Standard for adding multiple values of a single HTTP Header to a request or response

You'll want to take a look at the HTTP spec RFC 2616 where it says:

Multiple message-header fields with the same field-name MAY be present in a message if and only if the entire field-value for that header field is defined as a comma-separated list [i.e., #(values)]. It MUST be possible to combine the multiple header fields into one "field-name: field-value" pair, without changing the semantics of the message, by appending each subsequent field-value to the first, each separated by a comma. The order in which header fields with the same field-name are received is therefore significant to the interpretation of the combined field value, and thus a proxy MUST NOT change the order of these field values when a message is forwarded.

What this means is that you can send the same header multiple times in a response with different values, as long as those values can be appended to each other using a comma. This also means that you can send multiple values in a single header by concatenating them with commas.

So in your case it will be:

Key: value1,value2,value3

by all means @marc-novakowski you narrowing the "problem" :)

normally (per HTTP spec) we delimit each value from the others using a comma ','

but we will examine a simple case:

Cookie-set: language=pl; expires=Sat, 15-Jul-2017 23:58:22 GMT; path=/; domain=x.com   
Cookie-set: id=123 expires=Sat, 15-Jul-2017 23:58:22 GMT; path=/; domain=x.com; httponly   

how do you join such headers when the values one from another are delimited with commas - case when coma can appear ???

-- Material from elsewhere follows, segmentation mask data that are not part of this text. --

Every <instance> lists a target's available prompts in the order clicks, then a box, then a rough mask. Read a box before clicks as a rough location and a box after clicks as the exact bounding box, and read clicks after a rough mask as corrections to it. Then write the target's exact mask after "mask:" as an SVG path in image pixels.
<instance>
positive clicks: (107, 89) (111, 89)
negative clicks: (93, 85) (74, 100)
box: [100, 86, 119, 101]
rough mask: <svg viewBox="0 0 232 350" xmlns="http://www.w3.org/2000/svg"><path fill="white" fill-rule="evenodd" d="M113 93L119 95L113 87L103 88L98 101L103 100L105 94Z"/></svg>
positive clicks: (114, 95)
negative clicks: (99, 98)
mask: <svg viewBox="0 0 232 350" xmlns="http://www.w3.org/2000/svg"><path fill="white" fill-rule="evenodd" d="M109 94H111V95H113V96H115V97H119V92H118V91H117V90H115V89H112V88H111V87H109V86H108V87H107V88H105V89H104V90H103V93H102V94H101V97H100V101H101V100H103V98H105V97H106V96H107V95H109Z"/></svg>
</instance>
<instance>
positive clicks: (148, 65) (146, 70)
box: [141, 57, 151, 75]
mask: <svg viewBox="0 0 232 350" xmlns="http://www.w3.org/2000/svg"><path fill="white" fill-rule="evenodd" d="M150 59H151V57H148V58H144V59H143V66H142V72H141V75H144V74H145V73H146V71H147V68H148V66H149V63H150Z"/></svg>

then the "client" responsibility is to choose and decide the strategy eg drop, merg (if merg how)?

pleas take look at Mozilla implementation of nsHttpHeaderArray

https://github.com/bnoordhuis/mozilla-central/blob/master/netwerk/protocol/http/nsHttpHeaderArray.h#L185

mozilla choose to use a newline delimiter '\n' in this case (for certain header fields names)

I encourage when you face a such situation to search in common existing solutions - as they providing familiar scheme


However not all values with the same field name may be combined into field values list. For example, in RFC 7230 we may read

Note: In practice, the "Set-Cookie" header field ([RFC6265]) often appears multiple times in a response message and does not use the list syntax, violating the above requirements on multiple header fields with the same name. Since it cannot be combined into a single field-value, recipients ought to handle "Set-Cookie" as a special case while processing header fields. (See Appendix A.2.3 of [Kri2001] for details.)